Listing by category:

  • Databases:
    • Switch LFC/FTS/3D to new Database Infrastructure.
  • Castor:
    • Castor 2.1.14 testing is ongoing. A date for deployments awaits successful completion of this testing.
  • Networking:
    • Implementation of new site firewall. Date for Tier1 proposed to be 10th March. (Initial changes for links that do not affect the Tier1 commenced this week.)
    • Update core Tier1 network and change connection to site and OPN including:
      • Install new Routing layer for Tier1 & change the way the Tier1 connects to the RAL network. (Required before firewall changes on 10th March).

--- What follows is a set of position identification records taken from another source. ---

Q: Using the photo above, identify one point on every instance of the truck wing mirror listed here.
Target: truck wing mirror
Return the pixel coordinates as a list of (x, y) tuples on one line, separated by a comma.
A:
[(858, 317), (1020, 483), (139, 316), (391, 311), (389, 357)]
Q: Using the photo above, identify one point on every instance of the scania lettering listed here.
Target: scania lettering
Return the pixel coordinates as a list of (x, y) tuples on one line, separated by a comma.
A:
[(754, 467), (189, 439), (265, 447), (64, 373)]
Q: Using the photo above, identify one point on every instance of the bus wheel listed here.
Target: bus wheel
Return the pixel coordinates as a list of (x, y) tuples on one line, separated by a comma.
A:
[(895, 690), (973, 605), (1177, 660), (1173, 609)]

      • These changes will lead to the removal of the UKLight Router.
  • Fabric
    • Firmware updates on remaining EMC disk arrays (Castor, FTS/LFC)
    • There will be circuit testing of the remaining (i.e. non-UPS) circuits in the machine room during 2014.
Entries in GOC DB starting between the 15th and 22nd January 2014.
Service Scheduled? Outage/At Risk Start End Duration Reason
All Castor (all SRM endpoints) UNSCHEDULED WARNING 21/01/2014 09:00 21/01/2014 13:00 4 hours For microcode updates to the tape robots. Castor disk services will remain up but there will be no tape access. Tape recalls will stall. Writes to tape backed service classes will carry on, with files flushed from the disk caches to tape once the microcode updates are completed.
lcglb03.gridpp.rl.ac.uk, lcglb04.gridpp.rl.ac.uk, SCHEDULED OUTAGE 18/12/2013 11:00 31/01/2014 00:00 43 days, 13 hours old EMI-2 hosts to be retired
Open GGUS Tickets (Snapshot during morning of meeting)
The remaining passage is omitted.